•  
  •  
 
Florida Tax Review

Abstract

The judicial assault on constitutionally permissible social justice efforts including affirmative action for minorities and ending discrimination against homosexuals continues. Through the rubric of “neutrality,” “equality” and “free expression,” courts today are using constitutional law principles to arrest efforts by state and federal governments either to (1) remedy present effects of historical discrimination or (2) end current discrimination. Accordingly, various federal circuit courts have interpreted Equal Protection Clause strict scrutiny as prohibiting government from considering race as a factor when making university admissions decisions or granting scholarships. Thus, it is not inconceivable that the Supreme Court might soon rule that a state school’s consideration of race, in order to obtain a more diverse student body, violates Equal Protection Clause strict scrutiny—either because racial diversity is not “compelling” or because considering race is not “necessary.” Additionally, the Supreme Court invalidated, under the guise of free expression, state law attempts to lessen discrimination against homosexuals.
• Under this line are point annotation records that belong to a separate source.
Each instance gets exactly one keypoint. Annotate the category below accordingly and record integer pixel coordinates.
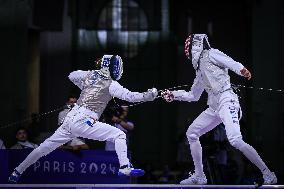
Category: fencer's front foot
(269, 178)
(194, 179)
(14, 177)
(128, 170)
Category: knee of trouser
(121, 135)
(191, 136)
(238, 143)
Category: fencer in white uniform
(98, 87)
(211, 66)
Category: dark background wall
(55, 37)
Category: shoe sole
(133, 173)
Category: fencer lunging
(211, 66)
(98, 87)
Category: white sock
(121, 151)
(196, 153)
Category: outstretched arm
(116, 90)
(78, 77)
(182, 95)
(221, 59)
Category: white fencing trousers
(209, 119)
(79, 123)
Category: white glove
(150, 95)
(168, 95)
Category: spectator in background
(117, 117)
(2, 146)
(22, 140)
(75, 144)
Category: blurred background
(42, 41)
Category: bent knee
(120, 135)
(237, 143)
(191, 137)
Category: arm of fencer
(221, 59)
(118, 91)
(192, 95)
(78, 77)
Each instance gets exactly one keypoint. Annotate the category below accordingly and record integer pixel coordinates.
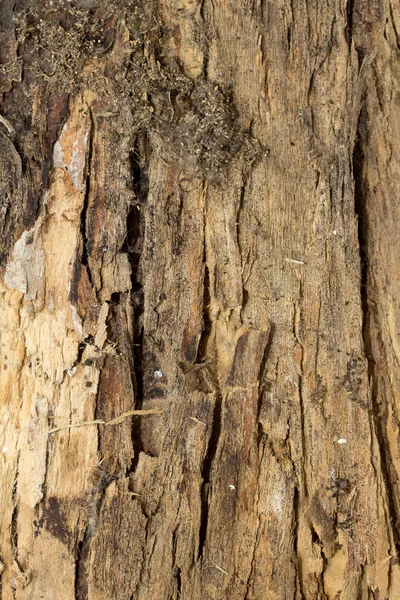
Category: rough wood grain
(199, 221)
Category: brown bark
(199, 300)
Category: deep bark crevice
(84, 213)
(133, 245)
(378, 404)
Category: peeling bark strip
(199, 381)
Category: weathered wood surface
(199, 213)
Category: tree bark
(199, 300)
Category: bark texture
(200, 299)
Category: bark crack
(133, 246)
(88, 187)
(366, 290)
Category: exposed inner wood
(199, 322)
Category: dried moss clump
(74, 48)
(203, 129)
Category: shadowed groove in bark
(378, 409)
(216, 422)
(85, 241)
(133, 246)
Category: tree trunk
(200, 301)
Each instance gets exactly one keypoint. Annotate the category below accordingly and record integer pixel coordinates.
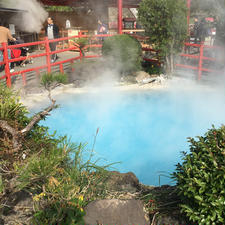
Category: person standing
(102, 29)
(6, 35)
(52, 32)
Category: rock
(123, 182)
(115, 212)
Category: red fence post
(6, 62)
(81, 53)
(120, 15)
(200, 61)
(48, 58)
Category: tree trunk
(17, 136)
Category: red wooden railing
(48, 54)
(200, 57)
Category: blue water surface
(145, 131)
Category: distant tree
(208, 7)
(165, 23)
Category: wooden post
(200, 61)
(188, 14)
(6, 62)
(48, 55)
(120, 15)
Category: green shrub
(122, 52)
(62, 182)
(49, 80)
(201, 178)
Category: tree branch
(38, 117)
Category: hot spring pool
(144, 131)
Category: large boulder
(115, 212)
(123, 182)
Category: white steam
(30, 21)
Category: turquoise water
(145, 131)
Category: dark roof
(2, 9)
(126, 3)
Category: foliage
(201, 178)
(62, 182)
(122, 52)
(50, 80)
(10, 106)
(165, 23)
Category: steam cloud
(30, 21)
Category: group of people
(51, 31)
(5, 35)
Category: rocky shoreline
(128, 201)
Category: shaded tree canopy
(165, 23)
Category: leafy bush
(122, 52)
(201, 178)
(50, 80)
(61, 183)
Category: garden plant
(201, 178)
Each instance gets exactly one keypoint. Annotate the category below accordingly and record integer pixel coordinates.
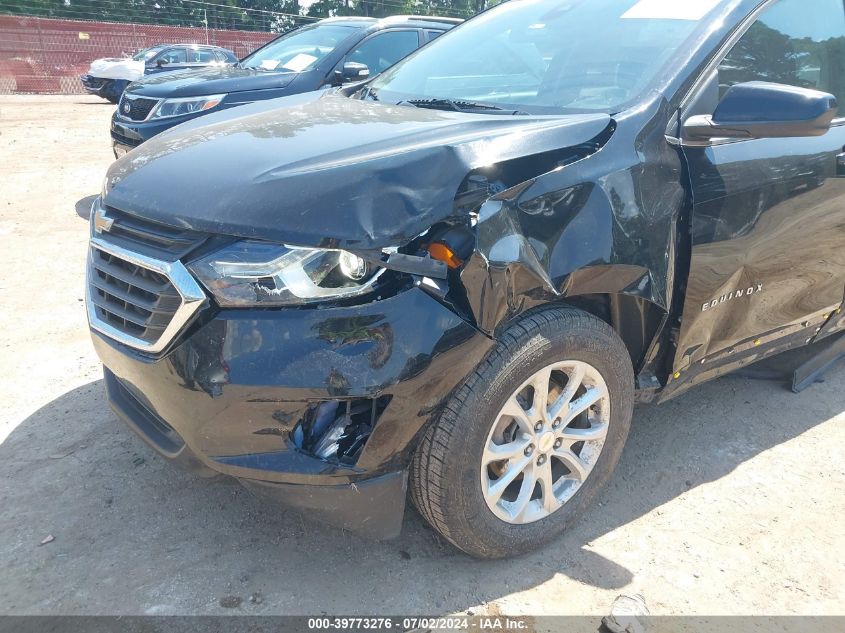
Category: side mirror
(354, 71)
(759, 109)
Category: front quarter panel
(603, 225)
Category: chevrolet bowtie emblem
(102, 222)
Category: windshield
(147, 53)
(299, 50)
(549, 56)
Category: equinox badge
(709, 305)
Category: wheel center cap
(547, 440)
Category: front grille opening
(139, 108)
(132, 231)
(337, 430)
(134, 300)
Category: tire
(447, 479)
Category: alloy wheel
(545, 441)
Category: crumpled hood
(208, 81)
(324, 169)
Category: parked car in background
(108, 77)
(328, 53)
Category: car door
(385, 48)
(768, 219)
(172, 58)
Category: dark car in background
(108, 77)
(329, 53)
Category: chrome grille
(135, 108)
(132, 298)
(139, 301)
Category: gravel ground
(728, 500)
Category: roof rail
(426, 18)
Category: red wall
(47, 56)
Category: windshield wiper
(458, 105)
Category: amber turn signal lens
(443, 253)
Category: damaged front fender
(605, 224)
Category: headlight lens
(188, 105)
(253, 273)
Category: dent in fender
(605, 224)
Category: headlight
(253, 273)
(188, 105)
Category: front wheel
(531, 437)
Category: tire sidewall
(509, 371)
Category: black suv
(456, 279)
(108, 78)
(328, 53)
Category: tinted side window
(200, 56)
(430, 35)
(385, 49)
(173, 56)
(792, 43)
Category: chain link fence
(44, 55)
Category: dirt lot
(728, 500)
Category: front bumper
(229, 397)
(93, 85)
(127, 135)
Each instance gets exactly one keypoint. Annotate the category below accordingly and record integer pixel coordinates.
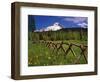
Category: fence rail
(56, 47)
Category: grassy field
(41, 55)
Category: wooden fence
(57, 46)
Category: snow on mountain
(56, 26)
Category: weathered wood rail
(57, 46)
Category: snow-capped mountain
(56, 26)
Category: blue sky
(66, 21)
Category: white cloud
(75, 19)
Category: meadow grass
(41, 55)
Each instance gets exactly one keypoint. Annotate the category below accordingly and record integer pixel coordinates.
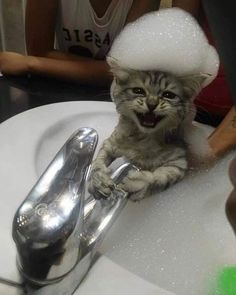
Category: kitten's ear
(118, 72)
(193, 84)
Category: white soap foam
(178, 239)
(168, 40)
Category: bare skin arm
(231, 202)
(223, 138)
(44, 60)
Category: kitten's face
(153, 100)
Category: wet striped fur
(154, 108)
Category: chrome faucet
(56, 230)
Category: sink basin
(177, 239)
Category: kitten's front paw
(100, 184)
(137, 184)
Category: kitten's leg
(100, 183)
(140, 184)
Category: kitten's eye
(138, 90)
(169, 94)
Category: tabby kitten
(154, 108)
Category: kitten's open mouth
(149, 120)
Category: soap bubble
(168, 40)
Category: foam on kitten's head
(169, 40)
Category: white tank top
(80, 31)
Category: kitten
(154, 108)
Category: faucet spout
(47, 223)
(56, 231)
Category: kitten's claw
(137, 184)
(100, 184)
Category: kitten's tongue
(149, 119)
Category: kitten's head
(153, 100)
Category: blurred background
(12, 24)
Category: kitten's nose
(151, 106)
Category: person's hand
(231, 202)
(12, 63)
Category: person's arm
(230, 207)
(44, 60)
(223, 138)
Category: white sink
(178, 239)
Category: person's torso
(80, 31)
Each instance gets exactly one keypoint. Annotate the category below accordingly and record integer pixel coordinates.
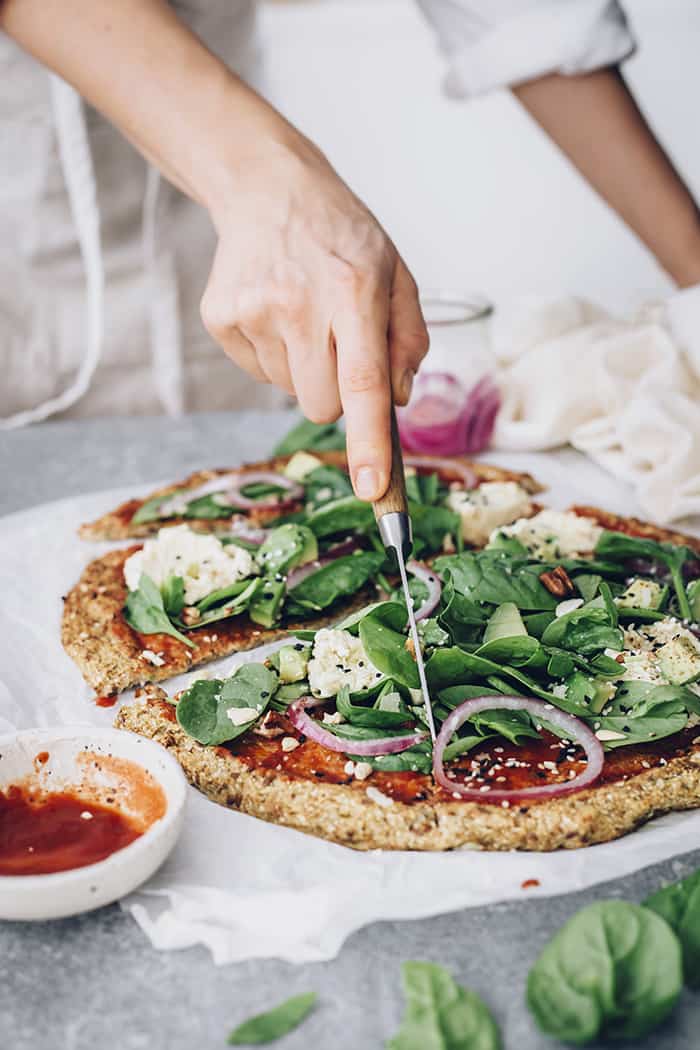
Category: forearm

Though appealing on its face, this race-neutral and free expression trend in constitutional decision-making actually hinders efforts by government to achieve social justice through elimination of both current discrimination and lingering effects of past discrimination. For example, race-neutrality under the Equal Protection Clause’s strict scrutiny test does not generally permit government to make proper distinctions between different types of racial preferences like invidious discrimination against racial minorities and benign affirmative action for such minorities. Tax-exempt charities, because they generally are not government actors, are not ordinarily subject to the requirements of constitutional law principles like Equal Protection Clause strict scrutiny. Thus, even if the Supreme Court ultimately rules that the Constitution prohibits state schools from considering race in their admissions decisions, private schools that have 501(c)(3) tax-exemption would not necessarily be prohibited from considering race in their admissions decisions. However, these private schools, like all other charities, are subject to the public policy limitation which prohibits violations of “established public policy.” This Article examines the question of how the Service should rely on constitutional law principles when it applies the public policy limitation to particular tax-exempt charities such as private schools.

This Article expands the discussion of whether tax-exempt charities, for constitutional law purposes, should be treated as government actors, as private actors or as something in between. While government actors are subject to constitutional law restrictions concerning discrimination and free speech, private non-government actors are not generally subject to these same restrictions. Although tax-exempt charities are often thought of as sovereigns and, thus, government-like, the fact remains that charities are private entities created to serve public purposes. As private entities, charities—like all other private entities—are not necessarily bound by constitutional law principles. Still, the many “public” aspects of charities seem to dictate allegiance to some higher principle than merely being permitted to do what every other private entity may do. Hence, the Supreme Court ruled that charities may not violate a principle called “established public policy.” But what does this mean? Surely it does not mean that charities, because of the public policy limitation, are somehow transformed into government actors limited by constitutional law principles. Nor does it mean that charities are completely “free” of societal responsibility in the same sense that other private entities are “free.” Thus, charities exist in an undefined space somewhere between government and private in which constitutional law principles do not directly apply, but something constitutional-like (i.e., the public policy limitation) surely does apply. The question is: how is it applied?